Who would have believed that it would take the terrorist attacks on the United States on September 11 to finally bring into focus the violence that Arafat has unleashed against Israel ever since his return from the Camp David negotiations with Ehud Barak? Now it is clear to almost all that he has been waging a war against Israel these past 15 months.
Having no aircraft or tanks he is utilizing the weapons at his disposal: the automatic weapons he was given by the Labor government after the Oslo agreements in one of the most foolish acts in recorded history, car bombs, and suicide bombers. In recent months, he has added home made mortars to his armory.
There are almost daily attempts of roadside killings and mortar attacks. Gilo, Psagot, the settlements of Gush Katif, and the Jewish Quarter of Hebron are intermittently subjected to automatic rifle fire.
Hardly a week goes by without suicide bombers or car bombs taking their toll on the streets of Israel's cities. The Palestinian Authority under Arafat's leadership is waging war against Israel.
Throughout the years since the Oslo agreements Arafat has deliberately permitted Hamas and Islamic Jihad to organize and operate in the areas under the control of the Palestinian Authority and allowed them to execute their murderous acts of terror whenever he thought that it suited his purpose. In the past 15 months they have been joined by the forces under the direct control of Arafat's Fatah organization, the Tanzim and Force 17, and the assorted security and police services of the Palestinian Authority.

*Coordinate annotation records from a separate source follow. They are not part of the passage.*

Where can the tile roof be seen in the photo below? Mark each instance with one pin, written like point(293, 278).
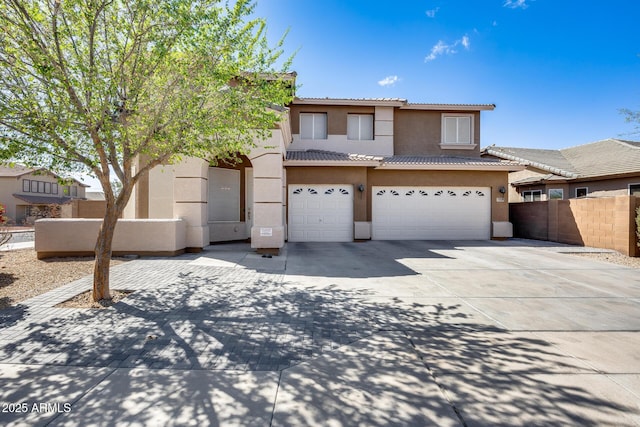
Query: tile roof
point(331, 156)
point(547, 160)
point(392, 102)
point(607, 157)
point(445, 160)
point(42, 200)
point(600, 158)
point(319, 156)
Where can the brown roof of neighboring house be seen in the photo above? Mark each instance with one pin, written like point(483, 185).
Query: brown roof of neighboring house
point(42, 200)
point(600, 158)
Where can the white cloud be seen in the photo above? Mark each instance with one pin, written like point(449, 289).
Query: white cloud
point(515, 4)
point(432, 13)
point(388, 81)
point(442, 48)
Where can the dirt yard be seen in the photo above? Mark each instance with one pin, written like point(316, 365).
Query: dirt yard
point(23, 275)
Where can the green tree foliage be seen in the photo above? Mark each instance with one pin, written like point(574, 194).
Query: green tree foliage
point(120, 86)
point(5, 235)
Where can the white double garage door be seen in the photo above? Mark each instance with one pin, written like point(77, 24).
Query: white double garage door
point(324, 213)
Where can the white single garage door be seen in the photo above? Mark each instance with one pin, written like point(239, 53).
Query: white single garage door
point(320, 213)
point(431, 213)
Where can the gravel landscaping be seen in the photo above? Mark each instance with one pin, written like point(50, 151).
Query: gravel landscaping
point(23, 275)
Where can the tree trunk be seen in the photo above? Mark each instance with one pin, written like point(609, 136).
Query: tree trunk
point(103, 256)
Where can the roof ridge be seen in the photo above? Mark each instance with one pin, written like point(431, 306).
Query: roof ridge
point(527, 162)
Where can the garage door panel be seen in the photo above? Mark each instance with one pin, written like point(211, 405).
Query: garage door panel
point(431, 213)
point(320, 213)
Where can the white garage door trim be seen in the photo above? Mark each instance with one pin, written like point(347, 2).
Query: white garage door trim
point(431, 213)
point(320, 213)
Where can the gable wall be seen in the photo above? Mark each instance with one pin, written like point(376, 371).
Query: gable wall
point(419, 132)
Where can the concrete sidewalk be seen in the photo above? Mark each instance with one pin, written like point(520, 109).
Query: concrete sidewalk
point(373, 333)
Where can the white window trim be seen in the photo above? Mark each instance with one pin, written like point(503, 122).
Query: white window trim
point(531, 191)
point(582, 188)
point(457, 145)
point(555, 189)
point(360, 116)
point(313, 124)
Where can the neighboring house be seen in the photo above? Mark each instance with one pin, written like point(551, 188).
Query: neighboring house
point(604, 168)
point(341, 170)
point(28, 193)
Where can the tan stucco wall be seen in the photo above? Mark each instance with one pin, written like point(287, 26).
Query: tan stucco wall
point(370, 177)
point(84, 209)
point(56, 237)
point(499, 210)
point(8, 186)
point(606, 222)
point(336, 116)
point(419, 132)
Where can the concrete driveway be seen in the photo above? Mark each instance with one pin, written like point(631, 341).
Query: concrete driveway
point(373, 333)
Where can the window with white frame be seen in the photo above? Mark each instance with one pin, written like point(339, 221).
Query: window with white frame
point(582, 191)
point(556, 194)
point(71, 190)
point(360, 127)
point(313, 125)
point(457, 129)
point(532, 195)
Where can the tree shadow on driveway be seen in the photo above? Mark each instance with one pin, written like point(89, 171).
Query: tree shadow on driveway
point(216, 345)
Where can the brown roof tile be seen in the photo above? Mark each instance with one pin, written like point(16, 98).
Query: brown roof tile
point(600, 158)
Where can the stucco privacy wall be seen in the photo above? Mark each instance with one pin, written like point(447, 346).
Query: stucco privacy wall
point(607, 222)
point(65, 237)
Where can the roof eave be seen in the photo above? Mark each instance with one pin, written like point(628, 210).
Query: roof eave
point(358, 163)
point(498, 168)
point(525, 162)
point(342, 102)
point(449, 107)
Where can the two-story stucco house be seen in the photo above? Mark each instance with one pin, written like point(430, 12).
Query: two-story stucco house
point(341, 170)
point(25, 191)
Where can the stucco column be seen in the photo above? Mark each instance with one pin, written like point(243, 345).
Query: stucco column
point(190, 200)
point(268, 231)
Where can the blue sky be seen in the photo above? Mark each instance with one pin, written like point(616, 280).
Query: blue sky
point(558, 71)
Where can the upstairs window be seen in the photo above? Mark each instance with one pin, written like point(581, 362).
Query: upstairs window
point(313, 126)
point(556, 194)
point(360, 127)
point(71, 190)
point(532, 196)
point(457, 129)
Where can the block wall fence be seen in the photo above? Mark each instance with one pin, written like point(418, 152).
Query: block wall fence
point(607, 222)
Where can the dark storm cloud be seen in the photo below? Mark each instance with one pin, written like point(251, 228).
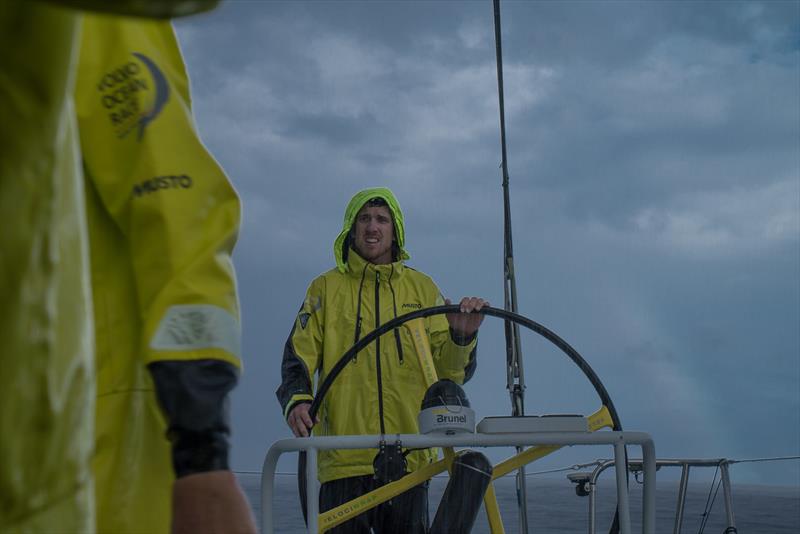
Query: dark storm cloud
point(655, 179)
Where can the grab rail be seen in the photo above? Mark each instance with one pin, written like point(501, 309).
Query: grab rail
point(616, 439)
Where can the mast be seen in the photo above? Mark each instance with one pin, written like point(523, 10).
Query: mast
point(515, 377)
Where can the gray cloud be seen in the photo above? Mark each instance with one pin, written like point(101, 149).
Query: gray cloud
point(655, 178)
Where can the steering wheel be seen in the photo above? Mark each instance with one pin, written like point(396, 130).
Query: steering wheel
point(546, 333)
point(551, 336)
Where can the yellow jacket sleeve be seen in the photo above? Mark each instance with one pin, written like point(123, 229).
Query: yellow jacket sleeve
point(168, 197)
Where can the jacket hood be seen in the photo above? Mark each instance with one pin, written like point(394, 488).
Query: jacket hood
point(355, 205)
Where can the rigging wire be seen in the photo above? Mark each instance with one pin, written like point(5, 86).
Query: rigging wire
point(515, 375)
point(710, 501)
point(574, 467)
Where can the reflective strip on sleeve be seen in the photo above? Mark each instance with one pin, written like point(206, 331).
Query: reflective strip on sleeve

Israel's response until recently has been limited to retaliations for acts of terror committed by Palestinians, targeting known terrorists, and repeated attempts to arrange for a cease-fire.
Two reasons were given for this limited response: concern that the international community, and particularly the U.S., would object to more drastic military action by the IDF; and the need to placate Foreign Minister Shimon Peres and his Labor colleagues in the national unity government. Calls for more drastic military action have been answered by the claim that in any case all effective measures were already being taken.
But things changed radically in the aftermath of September 11. As the Twin Towers collapsed and the Pentagon was hit and thousands of Americans fell victim to fundamentalist Islamic suicide bombers, America came face to face with the danger of terrorism very much like Israel under Palestinian terrorist attack for many years.
President Bush declared war on terror, a war that he says is not limited to Afghanistan. "Whoever harbors terrorists is a terrorist" he repeats, knowing full well that Arafat fits that description. "Israel has the right to defend itself," says the White House spokesperson after the latest IDF operations in areas under the Palestinian Authority's control.
It is clear that Washington will voice little objection as Israel pursues its battle against Palestinian terror. That constraint on Israel's military operations, to the extent that it existed these past 15 months, is not there any more.
Actually, it should have been clear as George Bush Jr. entered the White House that this president was going to demonstrate little tolerance for Palestinian terror and that he was not likely to welcome Yasser Arafat to the White House like his predecessor Bill Clinton.
Nor would he show much sympathy for the man who invented aircraft hijacking, ordered the murder of the Israeli athletes at the Munich Olympic Games and was responsible for countless other atrocities. Bush is a tough, no-nonsense president.
As for Shimon Peres, the dinosaur of the Oslo era, his objections to the recent cabinet decision that Arafat harbors terrorists in the areas under his control, is probably not even being taken seriously by his colleagues in the Labor Party. Their departure from the cabinet meeting prior to the vote has not endeared them to the Israeli public.
There will be little reason to take their theatrics into account in future decisions on Israel's defense against terror. That is another constraint on IDF operations that is gone with the wind.
The latest IDF operations in areas under the Palestinian Authority's control have met with little resistance, demonstrating that the fears voiced in the past that these would be costly and dangerous operations were groundless.
There is no other way of destroying Arafat's military infrastructure and the terrorist cells of Hamas and Islamic Jihad and thus putting an end to Palestinian attacks against Israel's citizens.
Winning the war that Arafat has foisted on Israel is also the prerequisite for Israeli-Palestinian negotiations. They can usefully take place only after Palestinian terror has been defeated.